Von Martin Henkel, Ullrich Kroemer 19.04.2020, 11:36
Über das Für und Wider eines Neustarts der Bundesliga sprach RBlive mit Experten.
Über das Für und Wider eines Neustarts der Bundesliga sprach RBlive mit Experten. imago/Rene Traut

Wie weiter mit der Bundesliga? Diese Frage beherrscht den deutschen Fußball seit der erzwungenen Meisterschaftsunterbrechung wegen der Corona-Pandemie vor gut einem Monat. Donnerstag kommende Woche wollen die DFL und die 36 Klubs der 1. und 2. Liga über das weitere Vorgehen beraten. Im Mittelpunkt der Überlegungen steht die Aufnahme von Geisterspielen. Mitteldeutsche Zeitung/RBlive.de beleuchten in einer Mini-Serie, unter welchen Umständen der Restart möglich ist und wägen Für und Wider der Wiederaufnahme des Spielbetriebs ab.

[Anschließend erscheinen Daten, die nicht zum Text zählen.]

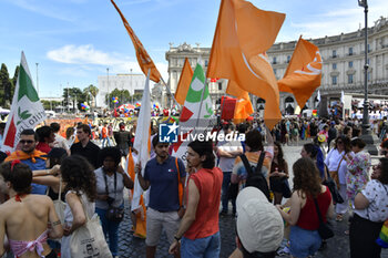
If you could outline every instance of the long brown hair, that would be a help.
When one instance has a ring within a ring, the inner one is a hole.
[[[293,165],[294,190],[316,198],[320,194],[320,177],[318,168],[309,157],[302,157]]]

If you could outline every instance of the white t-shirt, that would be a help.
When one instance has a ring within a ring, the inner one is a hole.
[[[236,141],[224,141],[218,143],[218,148],[224,152],[235,152],[243,151],[243,146],[239,142]],[[219,157],[218,167],[223,172],[232,172],[234,166],[235,157]]]
[[[67,193],[67,195],[71,192],[72,190],[69,190]],[[72,193],[75,193],[75,192],[72,192]],[[83,207],[85,208],[85,211],[88,213],[89,218],[92,218],[94,215],[94,209],[95,209],[94,203],[89,202],[88,196],[85,194],[81,194],[80,199],[83,204]],[[64,209],[64,221],[65,221],[65,224],[69,224],[69,226],[71,226],[73,224],[73,214],[72,214],[71,208],[68,204],[67,204],[67,207]],[[63,257],[63,258],[75,258],[75,257],[71,257],[70,239],[71,239],[71,235],[62,237],[61,257]]]
[[[388,185],[372,179],[368,182],[363,195],[369,200],[365,209],[355,209],[355,213],[375,223],[382,223],[388,219]]]

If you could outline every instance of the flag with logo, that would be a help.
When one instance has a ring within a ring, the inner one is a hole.
[[[263,11],[244,0],[222,0],[207,66],[207,78],[228,79],[267,100],[264,118],[268,127],[282,114],[276,78],[265,51],[275,42],[284,19],[284,13]]]
[[[175,91],[175,100],[181,105],[183,105],[184,101],[186,100],[187,91],[190,87],[190,83],[192,82],[193,74],[194,74],[193,69],[190,65],[187,58],[185,58],[180,82],[177,83],[176,91]]]
[[[2,152],[13,152],[19,143],[20,133],[34,128],[45,120],[45,112],[33,86],[24,53],[21,52],[20,69],[14,89],[11,111],[8,116]]]
[[[304,107],[307,100],[320,85],[321,64],[318,47],[300,37],[286,73],[277,82],[279,90],[293,93],[298,105]]]
[[[254,113],[251,100],[238,99],[234,110],[233,122],[239,124]]]
[[[130,148],[130,152],[126,156],[126,173],[131,177],[133,182],[136,179],[136,173],[135,173],[135,163],[137,162],[137,155],[132,155],[132,149]],[[137,180],[139,182],[139,180]],[[131,190],[131,197],[133,199],[134,196],[134,188]],[[140,195],[139,203],[133,203],[131,199],[131,211],[135,214],[136,216],[136,226],[133,227],[133,235],[136,237],[145,238],[146,236],[146,209],[144,205],[143,195]]]
[[[137,162],[142,164],[142,175],[144,175],[145,164],[150,159],[151,149],[151,96],[150,96],[150,71],[145,80],[145,86],[140,107],[135,140],[133,147],[137,151]],[[142,198],[143,189],[140,186],[137,175],[134,180],[133,197],[131,207],[137,208]]]
[[[186,163],[187,144],[200,134],[206,135],[216,124],[213,103],[206,84],[204,71],[196,65],[184,106],[180,116],[180,135],[173,146],[173,156]]]
[[[136,58],[137,58],[140,68],[142,69],[144,74],[147,74],[149,70],[151,70],[150,79],[157,83],[159,81],[161,81],[161,73],[157,71],[154,62],[152,61],[149,53],[144,49],[142,42],[136,37],[135,32],[130,27],[130,23],[126,21],[123,13],[120,11],[119,7],[115,4],[113,0],[111,0],[111,2],[114,6],[114,8],[118,10],[121,19],[123,20],[124,27],[131,37],[133,47],[135,48],[135,51],[136,51]]]

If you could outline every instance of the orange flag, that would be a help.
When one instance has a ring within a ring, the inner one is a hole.
[[[123,20],[124,27],[131,37],[133,47],[135,48],[135,51],[136,51],[136,58],[137,58],[140,68],[142,69],[145,75],[149,74],[149,69],[151,69],[150,79],[157,83],[159,81],[161,81],[161,73],[157,71],[154,62],[152,61],[149,53],[144,49],[142,42],[140,42],[140,40],[137,39],[135,32],[130,27],[130,23],[127,23],[123,13],[121,13],[120,9],[118,8],[118,6],[114,3],[113,0],[111,0],[111,2],[113,3],[114,8],[118,10],[121,19]]]
[[[184,105],[184,101],[186,100],[187,91],[190,84],[192,83],[193,74],[193,69],[188,63],[188,59],[186,58],[182,69],[180,82],[177,83],[175,91],[175,100],[181,105]]]
[[[266,100],[268,127],[275,126],[282,114],[276,78],[265,51],[275,42],[284,19],[283,13],[259,10],[244,0],[222,0],[207,68],[207,78],[228,79],[234,86]]]
[[[279,90],[293,93],[298,105],[304,107],[306,101],[320,85],[321,64],[318,47],[300,37],[286,73],[277,82]]]
[[[254,112],[249,100],[237,100],[236,107],[234,110],[234,123],[239,124],[244,122]]]
[[[126,163],[126,173],[131,177],[133,182],[135,182],[135,164],[132,156],[132,149],[130,148],[130,153],[127,154],[127,163]],[[131,196],[133,196],[133,188],[131,189]],[[143,195],[140,196],[139,202],[140,208],[134,211],[135,214],[135,226],[133,227],[133,234],[136,237],[145,238],[146,236],[146,209],[143,200]]]

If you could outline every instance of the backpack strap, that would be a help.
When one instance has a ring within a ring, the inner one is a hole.
[[[248,174],[247,177],[249,177],[253,174],[253,171],[252,171],[252,167],[249,165],[248,158],[245,156],[245,154],[241,154],[239,157],[244,164],[246,173]]]
[[[245,169],[248,174],[247,177],[252,176],[254,173],[261,173],[262,172],[262,167],[263,167],[263,162],[264,162],[264,157],[265,157],[265,152],[263,151],[261,153],[261,156],[258,158],[257,165],[256,165],[256,169],[255,172],[252,171],[252,166],[249,165],[248,158],[245,156],[245,154],[239,155],[239,157],[242,158]]]
[[[264,157],[265,157],[265,151],[262,151],[261,157],[258,158],[258,163],[257,163],[255,173],[262,172],[262,167],[263,167],[263,163],[264,163]]]
[[[181,172],[177,165],[177,157],[175,157],[175,166],[177,172],[177,197],[180,198],[180,206],[183,206],[183,185],[181,184]]]

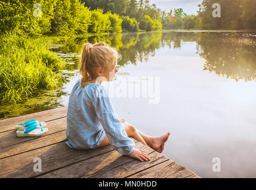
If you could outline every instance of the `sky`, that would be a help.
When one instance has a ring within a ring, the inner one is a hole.
[[[150,4],[156,4],[158,8],[169,12],[170,10],[181,8],[189,15],[197,14],[198,7],[203,0],[150,0]]]

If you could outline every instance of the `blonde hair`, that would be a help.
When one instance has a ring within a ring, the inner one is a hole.
[[[109,46],[103,42],[93,45],[90,43],[85,43],[82,48],[79,71],[82,75],[81,86],[84,87],[96,79],[94,69],[101,67],[105,71],[109,71],[115,66],[120,57],[121,55],[115,48]]]

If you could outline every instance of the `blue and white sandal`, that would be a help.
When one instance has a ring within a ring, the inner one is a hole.
[[[44,127],[47,125],[45,122],[39,122],[36,119],[30,119],[27,121],[24,124],[19,124],[16,125],[16,129],[26,129],[27,127],[33,125],[38,125],[39,127]]]
[[[48,131],[48,128],[42,128],[38,124],[30,125],[26,129],[18,129],[16,131],[17,137],[37,137],[44,134]]]

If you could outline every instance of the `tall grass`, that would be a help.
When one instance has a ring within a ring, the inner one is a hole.
[[[47,46],[56,40],[0,37],[0,102],[22,101],[37,89],[53,89],[64,78],[56,73],[65,63]]]

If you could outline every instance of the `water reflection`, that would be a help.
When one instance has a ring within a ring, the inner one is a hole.
[[[95,43],[103,41],[116,48],[121,53],[119,66],[138,62],[147,62],[154,56],[156,51],[161,49],[178,50],[180,56],[187,56],[190,52],[183,49],[186,43],[196,43],[196,52],[205,60],[202,70],[213,72],[220,76],[239,81],[254,80],[256,77],[256,33],[245,32],[152,32],[132,33],[99,35],[90,37],[71,38],[61,43],[61,46],[53,46],[51,50],[55,52],[67,62],[65,69],[60,71],[67,80],[63,88],[54,92],[51,101],[55,103],[45,104],[53,91],[40,93],[38,96],[17,105],[0,106],[0,119],[28,114],[43,110],[54,109],[66,105],[61,103],[63,97],[67,99],[68,93],[65,86],[70,78],[76,77],[80,65],[81,48],[87,42]],[[193,49],[189,50],[190,52]],[[159,57],[159,60],[161,59]],[[185,59],[184,59],[185,61]],[[145,65],[146,66],[146,65]],[[184,68],[184,70],[186,70]],[[187,78],[189,80],[189,78]],[[57,93],[58,91],[58,93]],[[32,100],[36,103],[32,104]],[[30,104],[30,106],[26,106]],[[15,107],[15,108],[14,108]]]

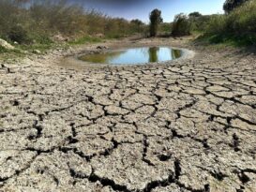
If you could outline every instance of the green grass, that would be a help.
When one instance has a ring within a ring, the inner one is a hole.
[[[203,44],[222,44],[224,46],[232,47],[249,47],[256,46],[256,35],[243,35],[235,36],[233,34],[220,35],[203,35],[200,36],[195,42]]]
[[[87,44],[87,43],[98,43],[101,41],[102,41],[101,38],[86,36],[86,37],[80,37],[78,39],[69,41],[68,44],[69,45],[83,45],[83,44]]]

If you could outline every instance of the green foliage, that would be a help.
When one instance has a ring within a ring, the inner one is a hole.
[[[85,44],[85,43],[98,43],[100,41],[101,41],[101,39],[98,37],[86,36],[86,37],[77,38],[73,41],[70,41],[69,44],[70,45],[82,45],[82,44]]]
[[[230,14],[213,16],[204,37],[211,43],[256,45],[256,0],[243,4]]]
[[[198,17],[202,17],[202,16],[203,15],[200,12],[197,12],[197,11],[191,12],[191,13],[188,14],[189,18],[198,18]]]
[[[190,35],[191,23],[187,15],[180,13],[175,16],[172,24],[173,36],[188,36]]]
[[[230,13],[234,8],[240,7],[247,1],[248,0],[226,0],[223,5],[223,9],[225,10],[226,13]]]
[[[150,37],[156,37],[158,34],[158,25],[163,21],[161,18],[161,11],[157,8],[152,10],[149,15],[149,20],[150,20],[150,26],[149,26]]]
[[[22,45],[50,47],[55,36],[77,39],[71,43],[80,44],[98,41],[98,37],[126,37],[144,28],[139,20],[128,22],[84,11],[82,6],[66,0],[0,0],[0,37]]]

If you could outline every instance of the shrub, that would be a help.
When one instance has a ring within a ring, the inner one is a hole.
[[[187,15],[181,13],[175,16],[172,25],[173,36],[188,36],[190,35],[191,23]]]
[[[246,2],[230,14],[213,16],[204,36],[214,43],[256,45],[256,0]]]
[[[226,0],[223,6],[223,9],[226,13],[230,13],[234,8],[238,7],[248,0]]]
[[[0,37],[22,44],[51,44],[59,35],[76,39],[101,34],[124,37],[140,33],[144,26],[66,0],[0,0]]]

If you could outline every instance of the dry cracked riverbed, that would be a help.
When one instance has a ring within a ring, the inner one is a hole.
[[[196,52],[132,67],[3,63],[0,191],[256,191],[256,56]]]

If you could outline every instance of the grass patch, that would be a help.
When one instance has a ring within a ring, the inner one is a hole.
[[[87,43],[99,43],[101,42],[102,39],[98,37],[83,37],[81,38],[69,41],[69,45],[83,45],[83,44],[87,44]]]
[[[196,43],[201,44],[222,44],[224,46],[232,47],[250,47],[256,46],[256,35],[243,35],[235,36],[233,34],[219,34],[219,35],[203,35],[200,36],[196,40]]]

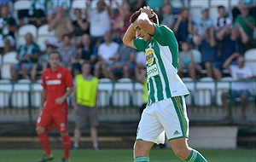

Lieber noch ein bisschen warten?

Im Mittelpunkt stehen dabei Tests, mit denen sichergestellt werden kann, dass kein infizierter Spieler, Trainer oder Betreuer an einer Partie teilnimmt. Grundsätzlich seien das machbar, urteilen Fachleute. Laborkapazitäten gebe es genug. Aber ist es auch vertretbar gegenüber der Bevölkerung? Im zweiten Teil beschäftigen wir uns mit den Bedenken, die Experten aus der Labordiagnostik und der Virologie äußern.

Ist der Zeitpunkt für einen Re-Start schon gegeben? Ab Montag greifen in Bundesländern wie Sachsen oder Sachsen-Anhalt erste Lockerungen der Kontaktsperren, mit denen in den vergangenen Wochen die Geschwindigkeit der Corona-Pandemie gestoppt werden sollte. Kann diese auch der Fußball für sich beanspruchen? Fakt ist: Trainert werden darf seit zwei Wochen schon wieder, aber eine Spielgenehmigung vor leeren Rängen steht noch aus. Erwartet wird eine Entscheidung seitens der Politik bis zum 30. April, wie etwa RB Leipzigs Geschäftsführer Oliver Mintzlaff hofft. Professor Uwe G. Liebert, Leiter des Instituts für Virologie der Universität Leipzig, wünscht dem Fußball Geduld. RBlive sagte er: "Im Moment würde ich, wenn ein Bundesligist meinen Rat haben wollte, sagen: Überlegt euch das gut. Könnt ihr nicht noch ein paar Wochen warten? In ein paar Wochen hätten wir hoffentlich den Gipfel der Infektion überstanden. Es deutet sich ein bisschen an, dass die Kurve abflacht. Ob es Anfang Mai ratsam ist? Könnte sein. Eine gute Bewertung der Gesamtsituation bekommt man nicht in den nächsten 14 Tagen hin."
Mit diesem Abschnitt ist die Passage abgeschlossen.